Monday, 20 November 2017

pg_chameleon v2.0.0.alpha2 is out

Has been a while since I wrote a post on this blog.
I've been quite busy on coding pgchameleon's version 2.
I finally managed to release an alpha1 the 11th of November but this release had several issues which prevented the users to have real tests.
However, after a week of debugging I've released pg_chameleon v2.0.0.alpha2 which is now quite usable.

For a complete command line reference and an usage example click here.

The documentation now have a dedicated a page with the configuration file details explained.

Please note this pre-release and despite the changelog shows many fixes, there is still a lot of work to do.
Do not use it in production.

So, why pgchameleon v2 and why the version 1 can't be fixed?

Well, pg_chameleon started as an experiment and the version 1 was built without any clue on the architecture and what should be the final result.

This caused the version 1 to have several issues making very difficult to improve it without dismantling the existing logic.

Building up from fresh start required less time to reorganise the original in the correct way.
The code now is more modular, but is still not very pythonic.
My bad, I'm not a developer after all.

The major changes from the version 1 are the following.

  • Python 3 only development
  • Supports the replica from multiple MySQL schemas withing a single MySQL instance. The source's and target schema names can be different.
  • Conservative approach to the replica. Tables which generate errors are automatically excluded from the replica.
  • Daemonised init_replica process.
  • Daemonised replica process with two separated subprocess, one for the read and one for the replay.
  • Soft replica initialisation. The tables are locked when needed and stored with their log coordinates. The replica daemons will put the database in a consistent status gradually.
  • Rollbar integration for a simpler error detection.

The version 2 improves the display of the show_status command when a source name is specified.

There is also an error log in the replica schema which saves the exception's data during the replay phase.

The error log can be queried with the new command show_errors.

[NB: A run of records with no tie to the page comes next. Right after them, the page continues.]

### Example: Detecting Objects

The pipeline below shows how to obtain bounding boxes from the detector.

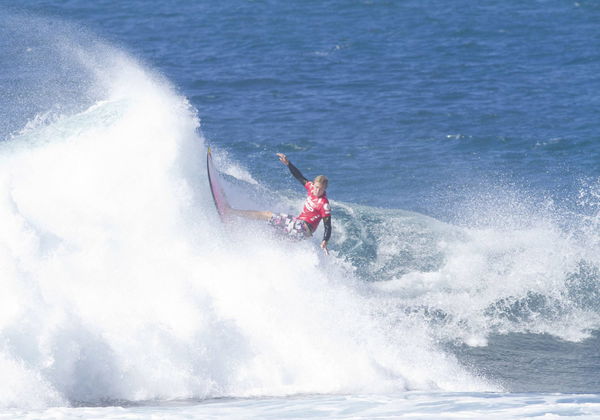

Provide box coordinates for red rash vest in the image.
[298,181,331,232]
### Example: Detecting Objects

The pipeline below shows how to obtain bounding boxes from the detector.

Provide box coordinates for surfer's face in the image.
[313,182,326,197]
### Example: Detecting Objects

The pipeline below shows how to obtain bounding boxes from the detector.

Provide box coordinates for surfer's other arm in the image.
[277,153,308,185]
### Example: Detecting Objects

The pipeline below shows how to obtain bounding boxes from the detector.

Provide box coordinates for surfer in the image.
[229,153,331,254]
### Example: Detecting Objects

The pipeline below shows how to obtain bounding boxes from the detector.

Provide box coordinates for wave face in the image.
[0,17,495,407]
[0,9,600,407]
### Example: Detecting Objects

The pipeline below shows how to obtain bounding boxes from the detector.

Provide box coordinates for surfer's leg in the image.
[228,208,273,220]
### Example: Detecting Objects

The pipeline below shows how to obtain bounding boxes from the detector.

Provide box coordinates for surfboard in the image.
[206,147,230,222]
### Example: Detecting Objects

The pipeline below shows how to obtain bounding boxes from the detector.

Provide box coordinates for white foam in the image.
[0,31,494,406]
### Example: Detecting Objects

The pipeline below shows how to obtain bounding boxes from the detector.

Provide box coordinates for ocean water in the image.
[0,0,600,419]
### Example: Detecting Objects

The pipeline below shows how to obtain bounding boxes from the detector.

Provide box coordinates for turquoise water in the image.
[0,0,600,416]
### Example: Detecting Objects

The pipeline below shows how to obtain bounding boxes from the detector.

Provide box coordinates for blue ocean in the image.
[0,0,600,420]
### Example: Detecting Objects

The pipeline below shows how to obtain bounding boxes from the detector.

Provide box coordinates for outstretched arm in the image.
[277,153,308,186]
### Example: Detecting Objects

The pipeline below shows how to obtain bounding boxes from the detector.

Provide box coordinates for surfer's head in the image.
[313,175,329,197]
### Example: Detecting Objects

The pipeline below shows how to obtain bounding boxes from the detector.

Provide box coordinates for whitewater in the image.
[0,8,600,419]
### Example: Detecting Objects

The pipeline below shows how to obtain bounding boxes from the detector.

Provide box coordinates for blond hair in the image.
[313,175,329,188]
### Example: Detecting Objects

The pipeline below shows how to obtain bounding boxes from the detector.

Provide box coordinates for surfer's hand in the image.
[321,241,329,255]
[277,153,290,166]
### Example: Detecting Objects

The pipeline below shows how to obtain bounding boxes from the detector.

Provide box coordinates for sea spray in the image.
[0,15,495,406]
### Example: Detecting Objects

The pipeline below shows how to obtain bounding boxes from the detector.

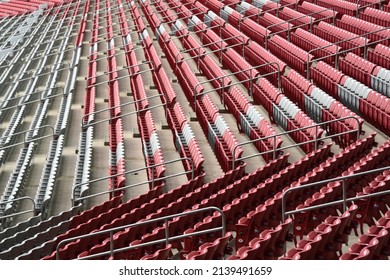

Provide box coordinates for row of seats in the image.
[62,165,245,259]
[279,204,357,260]
[1,0,84,223]
[162,6,281,161]
[72,0,100,201]
[367,44,390,69]
[290,28,340,65]
[360,7,390,27]
[281,69,363,147]
[177,1,322,151]
[236,145,330,249]
[293,135,388,238]
[310,61,390,133]
[148,3,243,172]
[34,0,87,215]
[339,53,390,97]
[131,0,204,178]
[340,211,390,260]
[105,1,126,195]
[336,15,390,46]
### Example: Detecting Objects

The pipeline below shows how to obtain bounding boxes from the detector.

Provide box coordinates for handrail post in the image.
[110,231,114,259]
[342,179,347,211]
[55,206,226,260]
[272,135,276,159]
[164,219,169,246]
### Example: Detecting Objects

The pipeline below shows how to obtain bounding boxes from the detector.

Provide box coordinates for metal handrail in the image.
[0,125,57,151]
[193,61,281,113]
[175,35,245,69]
[306,27,390,80]
[264,8,336,49]
[282,166,390,223]
[72,157,195,205]
[85,60,156,89]
[232,116,361,169]
[0,196,36,220]
[56,206,226,260]
[81,93,165,127]
[0,86,65,112]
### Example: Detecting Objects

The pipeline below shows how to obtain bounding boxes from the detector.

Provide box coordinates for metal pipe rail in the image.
[193,62,281,113]
[71,157,195,206]
[85,60,156,89]
[356,0,386,15]
[306,27,390,80]
[0,125,58,151]
[88,22,140,44]
[56,206,226,260]
[232,116,361,169]
[0,0,85,47]
[88,41,156,62]
[240,2,296,23]
[370,75,390,98]
[3,61,74,85]
[0,45,77,69]
[264,9,336,50]
[146,3,212,24]
[0,196,36,223]
[175,35,245,69]
[83,102,168,130]
[0,10,75,69]
[282,166,390,223]
[81,93,165,127]
[250,8,336,34]
[0,86,65,112]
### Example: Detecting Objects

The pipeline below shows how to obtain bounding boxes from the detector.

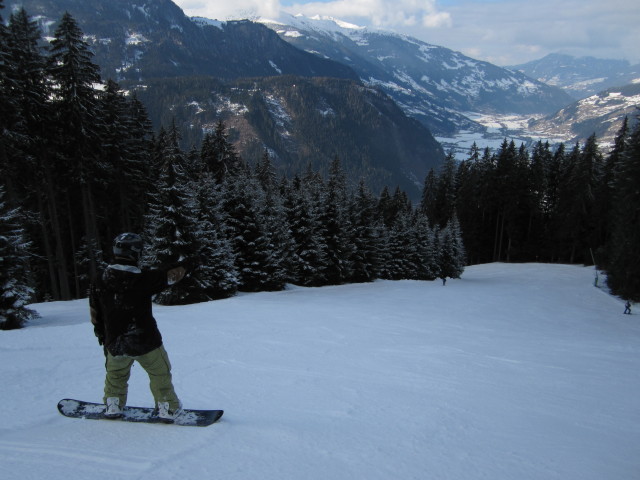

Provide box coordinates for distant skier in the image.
[89,233,194,423]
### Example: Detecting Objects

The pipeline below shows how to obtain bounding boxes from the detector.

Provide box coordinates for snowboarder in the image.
[89,233,194,423]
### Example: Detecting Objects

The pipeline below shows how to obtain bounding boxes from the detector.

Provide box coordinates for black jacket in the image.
[89,265,169,357]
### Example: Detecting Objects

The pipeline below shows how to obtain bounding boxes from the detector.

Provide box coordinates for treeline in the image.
[0,4,640,328]
[422,125,640,301]
[0,7,465,328]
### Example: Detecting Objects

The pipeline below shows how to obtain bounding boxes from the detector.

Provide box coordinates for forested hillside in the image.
[0,0,640,328]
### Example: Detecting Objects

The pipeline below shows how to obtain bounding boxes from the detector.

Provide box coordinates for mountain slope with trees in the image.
[261,15,572,134]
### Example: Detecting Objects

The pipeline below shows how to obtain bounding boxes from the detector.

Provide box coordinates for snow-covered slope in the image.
[0,264,640,480]
[509,53,640,100]
[528,83,640,149]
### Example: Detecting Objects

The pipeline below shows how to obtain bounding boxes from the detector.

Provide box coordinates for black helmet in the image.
[113,233,142,262]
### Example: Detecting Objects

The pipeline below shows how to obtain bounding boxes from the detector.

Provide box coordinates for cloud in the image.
[284,0,451,28]
[175,0,640,65]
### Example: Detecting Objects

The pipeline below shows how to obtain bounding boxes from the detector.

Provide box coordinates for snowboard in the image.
[58,398,224,427]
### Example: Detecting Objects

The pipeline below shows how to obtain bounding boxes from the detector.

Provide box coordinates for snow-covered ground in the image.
[436,112,575,160]
[0,264,640,480]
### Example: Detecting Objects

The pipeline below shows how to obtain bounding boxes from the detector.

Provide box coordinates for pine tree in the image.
[284,175,327,287]
[438,216,466,282]
[413,212,439,280]
[385,211,418,280]
[192,174,239,300]
[0,186,36,330]
[0,0,17,183]
[323,157,354,285]
[201,120,242,183]
[350,180,381,282]
[607,117,640,302]
[144,123,203,305]
[224,169,285,292]
[47,13,105,296]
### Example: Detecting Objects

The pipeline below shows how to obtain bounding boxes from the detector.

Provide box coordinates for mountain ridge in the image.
[258,16,572,133]
[508,53,640,100]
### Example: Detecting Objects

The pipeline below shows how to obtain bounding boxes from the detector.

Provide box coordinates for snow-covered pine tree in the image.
[0,186,36,330]
[350,180,381,282]
[387,210,418,280]
[201,120,242,183]
[99,80,149,232]
[607,116,640,302]
[437,215,466,280]
[191,173,239,300]
[413,210,439,280]
[224,169,284,292]
[47,12,104,297]
[143,122,203,305]
[284,175,326,287]
[322,156,354,285]
[0,0,17,171]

To install the version 2 please run.

python3 -m venv venv
source venv/bin/activate
pip install pip --upgrade 
pip install pg_chameleon==2.0.0a2

Release notes:

Please report any issue on github.

Wednesday, 23 August 2017

Happy birthday pg_chameleon

Today is one year since I started working seriously on pg_chameleon.
With this commit I changed the project's license to the 2 clause BSD and the project's scope, evolving the project into a MySQL to PostgreSQL replica system.

Initially this change was just a try. I needed to synchronise the data between MySQL and PostgreSQL and at that time the only option I had it was to use the MySQL foreign data wrapper, eventually to copy the data locally every now and then. However, because the previous implementation relied on a MySQL replica this approach approach wasn't really feasible.

If you are curious about the background story and how we scaled the analytics database  in Transferwise you can read it here.

I developed pg_chameleon in my spare time. I like to think about it like  my little commute project.

The first test on large datasets happened during the amazing days of the pgconf eu 2016. I remember how the process were incredibly slow, taking the unacceptable amount of time.  Four days to copy a 600GB database. I found the bottlenecks during the nights between the conference days building a faster implementation.

I also had to cope with the sql dialect conversion. The solution is still in progress.

Initially I decided to use an existing library but after few failures I realised that sqlparse didn't fit my needs.
So I took the occasion to learn how to use the regular expressions and I doubled my problems at the same time.

In May I presented the project at the Estonian PostgreSQL User Group and the video is available here.

Currently the project is at the version 1.6 which improves the replay speed and comes with better status view with the replay lag along the read lag.

The upcoming release 1.7 will add an optional threaded mode for the replica, where the read and replay processes will run independently.

This version will also see the support for the type override during the init schema and the ddl replay. This change will make simpler to use pg_chameleon as a migration tool (e.g. conversion of tinyint(1) into a boolean).

However the current replay implementation can result in a broken in case of not compatible data pushed into the data fiels (e.g. insert a value >1 in tinyint(1) will throw a type error on postgres if the data is boolean). I'm working on a solution.

I've also started the development of the version 2 but I've not yet kicked off seriously the coding yet. The reason why is that I'm still learning a lot of things thanks to the feedback I'm getting via github.
I will start the version 2 soon and hopefully I will release the first alpha by the beginning of the next year.

However I'm very happy to see pg_chameleon gaining popularity.

If my work even will help just one person to move from MySQL to PostgreSQL, I feel satisfied.

So, happy birthday to pg_chameleon, my little pet project.